Before this, photos of a “CNC dummy unit,” were posted on Twitter by @VenyaGeskin1. Geskin has also been responsible for other iPhone X leaks. The source isn’t confirmed, but the dummy phone was apparently obtained from a Foxconn employee. Such a device would be used during the design and development process, but isn’t proof of the final design. Other companies, such as those that make accessories, may also make this type of dummy phone based on rumored dimensions, so don’t take it as final evidence of a future iPhone design.
According to the leak, the screen takes up the front of the phone, but still has 4mm bezels. The images show dual front cameras, glass on the front and back, and a metal frame. On the rear is a vertical camera arrangement, similar to that seen in other rumors, along with a larger power button on the side. It’s speculated the final version will be black, rather than silver as seen here, and this has been visualized in a considerably more attractive concept render created by Instagram user le.pich.
The images are close to previous rumors, but in a report from iDropNews citing a Foxconn employee, Apple is supposedly working on two different versions of the iPhone X concurrently, but will ultimately choose just one for release. It’s not certain whether the one we’re seeing in these leaks will go on to be released.
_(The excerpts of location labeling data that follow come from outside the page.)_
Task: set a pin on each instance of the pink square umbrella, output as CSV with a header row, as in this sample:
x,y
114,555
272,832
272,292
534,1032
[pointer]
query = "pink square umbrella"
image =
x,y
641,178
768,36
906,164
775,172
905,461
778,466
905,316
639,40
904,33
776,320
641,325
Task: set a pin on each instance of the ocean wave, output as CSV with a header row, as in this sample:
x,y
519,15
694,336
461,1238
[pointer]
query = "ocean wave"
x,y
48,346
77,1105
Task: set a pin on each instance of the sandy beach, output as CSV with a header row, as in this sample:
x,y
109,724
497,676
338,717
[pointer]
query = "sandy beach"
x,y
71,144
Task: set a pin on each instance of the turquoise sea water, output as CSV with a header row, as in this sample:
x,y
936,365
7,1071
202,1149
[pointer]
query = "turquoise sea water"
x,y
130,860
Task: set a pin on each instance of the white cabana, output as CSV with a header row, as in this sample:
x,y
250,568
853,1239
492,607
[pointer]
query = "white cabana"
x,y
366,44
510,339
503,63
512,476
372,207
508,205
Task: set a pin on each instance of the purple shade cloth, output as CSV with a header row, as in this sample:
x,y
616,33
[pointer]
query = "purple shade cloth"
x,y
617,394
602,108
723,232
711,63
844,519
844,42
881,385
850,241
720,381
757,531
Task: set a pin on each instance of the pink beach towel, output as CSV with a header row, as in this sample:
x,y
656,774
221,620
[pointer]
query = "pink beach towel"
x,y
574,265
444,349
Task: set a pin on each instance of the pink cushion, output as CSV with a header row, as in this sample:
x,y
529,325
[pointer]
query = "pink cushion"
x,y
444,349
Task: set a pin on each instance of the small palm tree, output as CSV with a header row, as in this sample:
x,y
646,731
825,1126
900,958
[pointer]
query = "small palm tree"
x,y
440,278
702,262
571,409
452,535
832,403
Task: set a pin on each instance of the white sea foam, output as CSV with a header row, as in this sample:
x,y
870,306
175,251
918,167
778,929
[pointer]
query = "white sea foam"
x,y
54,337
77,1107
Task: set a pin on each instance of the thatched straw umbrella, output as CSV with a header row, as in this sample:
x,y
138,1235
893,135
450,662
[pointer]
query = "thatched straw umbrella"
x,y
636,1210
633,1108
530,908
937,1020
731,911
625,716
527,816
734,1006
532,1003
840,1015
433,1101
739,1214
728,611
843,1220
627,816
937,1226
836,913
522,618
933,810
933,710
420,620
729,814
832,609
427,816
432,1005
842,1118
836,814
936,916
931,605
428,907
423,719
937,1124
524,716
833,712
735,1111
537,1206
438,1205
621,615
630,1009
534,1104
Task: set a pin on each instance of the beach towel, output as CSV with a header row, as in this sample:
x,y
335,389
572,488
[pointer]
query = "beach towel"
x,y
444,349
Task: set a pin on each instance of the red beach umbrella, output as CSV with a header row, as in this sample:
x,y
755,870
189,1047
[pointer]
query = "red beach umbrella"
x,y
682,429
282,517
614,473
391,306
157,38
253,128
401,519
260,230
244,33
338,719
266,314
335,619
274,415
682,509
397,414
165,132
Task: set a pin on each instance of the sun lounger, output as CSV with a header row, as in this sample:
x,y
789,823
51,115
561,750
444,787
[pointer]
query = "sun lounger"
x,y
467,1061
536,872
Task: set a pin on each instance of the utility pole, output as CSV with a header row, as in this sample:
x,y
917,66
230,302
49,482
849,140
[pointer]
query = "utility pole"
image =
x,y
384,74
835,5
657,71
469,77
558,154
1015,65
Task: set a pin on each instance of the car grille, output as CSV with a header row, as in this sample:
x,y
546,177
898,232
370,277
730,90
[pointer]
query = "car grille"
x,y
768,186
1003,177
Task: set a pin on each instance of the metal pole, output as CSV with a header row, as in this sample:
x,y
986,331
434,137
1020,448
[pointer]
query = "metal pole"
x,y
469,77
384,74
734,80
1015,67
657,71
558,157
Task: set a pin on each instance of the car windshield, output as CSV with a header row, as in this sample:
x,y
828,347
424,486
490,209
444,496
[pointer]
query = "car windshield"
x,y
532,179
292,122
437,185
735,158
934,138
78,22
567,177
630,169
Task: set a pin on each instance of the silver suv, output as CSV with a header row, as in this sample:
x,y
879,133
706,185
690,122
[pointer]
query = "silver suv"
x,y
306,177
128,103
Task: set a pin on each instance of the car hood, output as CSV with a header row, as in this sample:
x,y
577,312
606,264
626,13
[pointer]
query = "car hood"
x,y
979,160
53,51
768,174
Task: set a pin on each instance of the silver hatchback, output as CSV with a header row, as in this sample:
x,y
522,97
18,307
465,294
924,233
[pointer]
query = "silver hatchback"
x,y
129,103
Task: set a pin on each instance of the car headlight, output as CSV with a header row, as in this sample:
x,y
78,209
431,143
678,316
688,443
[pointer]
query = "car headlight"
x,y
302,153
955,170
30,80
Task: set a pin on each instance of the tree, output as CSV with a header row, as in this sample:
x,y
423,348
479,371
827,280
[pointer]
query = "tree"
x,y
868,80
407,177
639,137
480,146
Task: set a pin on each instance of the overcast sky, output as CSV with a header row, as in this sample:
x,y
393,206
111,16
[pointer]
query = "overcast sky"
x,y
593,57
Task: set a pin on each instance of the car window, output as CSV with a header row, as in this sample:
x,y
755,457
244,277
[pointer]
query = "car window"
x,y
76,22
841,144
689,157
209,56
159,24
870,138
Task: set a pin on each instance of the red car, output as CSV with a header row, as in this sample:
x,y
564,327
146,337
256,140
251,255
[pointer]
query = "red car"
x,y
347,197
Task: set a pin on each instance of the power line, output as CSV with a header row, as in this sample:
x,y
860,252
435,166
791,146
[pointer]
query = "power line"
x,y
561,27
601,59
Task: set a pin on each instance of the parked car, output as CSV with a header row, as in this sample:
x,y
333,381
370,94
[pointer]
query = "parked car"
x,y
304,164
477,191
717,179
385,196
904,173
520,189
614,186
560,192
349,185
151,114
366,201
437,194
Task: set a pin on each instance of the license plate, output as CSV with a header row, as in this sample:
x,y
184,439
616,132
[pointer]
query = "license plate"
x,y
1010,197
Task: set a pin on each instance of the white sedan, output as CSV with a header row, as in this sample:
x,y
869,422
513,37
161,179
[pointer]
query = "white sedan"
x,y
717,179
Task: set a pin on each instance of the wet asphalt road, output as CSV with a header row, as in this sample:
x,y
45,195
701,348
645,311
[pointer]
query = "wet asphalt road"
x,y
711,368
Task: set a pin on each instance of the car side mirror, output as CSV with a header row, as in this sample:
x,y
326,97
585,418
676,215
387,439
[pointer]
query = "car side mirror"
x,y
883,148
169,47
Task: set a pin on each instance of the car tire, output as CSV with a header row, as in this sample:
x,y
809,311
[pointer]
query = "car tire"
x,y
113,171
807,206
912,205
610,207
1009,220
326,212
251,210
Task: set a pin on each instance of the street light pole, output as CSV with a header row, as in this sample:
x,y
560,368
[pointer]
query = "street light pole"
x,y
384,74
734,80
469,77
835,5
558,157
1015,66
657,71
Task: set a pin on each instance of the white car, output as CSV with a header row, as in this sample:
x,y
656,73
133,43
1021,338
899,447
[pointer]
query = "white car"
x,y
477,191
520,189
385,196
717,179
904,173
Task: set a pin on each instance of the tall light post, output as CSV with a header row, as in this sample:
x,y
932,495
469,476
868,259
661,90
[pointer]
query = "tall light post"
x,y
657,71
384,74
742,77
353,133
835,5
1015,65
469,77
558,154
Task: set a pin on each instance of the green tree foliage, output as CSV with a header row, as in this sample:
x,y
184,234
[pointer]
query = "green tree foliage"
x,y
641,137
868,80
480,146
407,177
The primary difference between the two models appears to be the placement of Touch ID. The company’s more forward-looking proposal features a fingerprint sensor underneath the display, while a more conservative plan places it at the back, similar to many Android phones.
The version with Touch ID below the screen is said to have the same dimensions as the iPhone 7, with a 5.8-inch OLED screen that runs over the entire surface of the device and 4mm bezels on every side. The display matches the contours of the phone, with heavily rounded corners, and also conceals the front-facing camera. The report also mentions a large power button with two points of contact, but did not clarify its purpose. The render for that device is shown here.
As for the backup plan? Apple’s other rumored version of the iPhone X trades those more ambitious features for more conventional ones. The purported schematics for this model have appeared on SlashLeaks, and they show a device that actually looks quite similar to the LG G6, at least from the front. This iPhone X would be larger than the other (as well as the iPhone 7) in every dimension, with more pronounced bezels and the top and bottom, and a conventional display that ditches the rounded corners. With the larger bezels, the front-facing camera can return to its current position along the top of the phone. Touch ID, on the other hand, is relegated to the middle rear, below the Apple logo.
Both models appear to feature a vertically arranged dual-lens camera. If Apple encounters problems testing the iPhone X that it really wants to launch, or supply constraints with the fingerprint sensor and OLED display make it unfeasible, as has been speculated, the backup plan could see the light of day.
Before this, a report from market research firm Cowen and Company suggested the iPhone X’s earpiece, FaceTime camera, and Touch ID fingerprint sensor would be embedded into the screen, allowing for a seamless edge-to-edge front panel. It said Apple may switch to Synaptic’s optical-based fingerprint reader for the new Touch ID, citing it as “currently the only workable solution” for detecting a fingerprint through a smartphone screen.
But the designs are posing a challenge for Apple’s suppliers. According to Apple Insider, yields of the under-screen Touch ID sensor are low — so low that Apple may consider alternative designs if the production problems can’t be solved.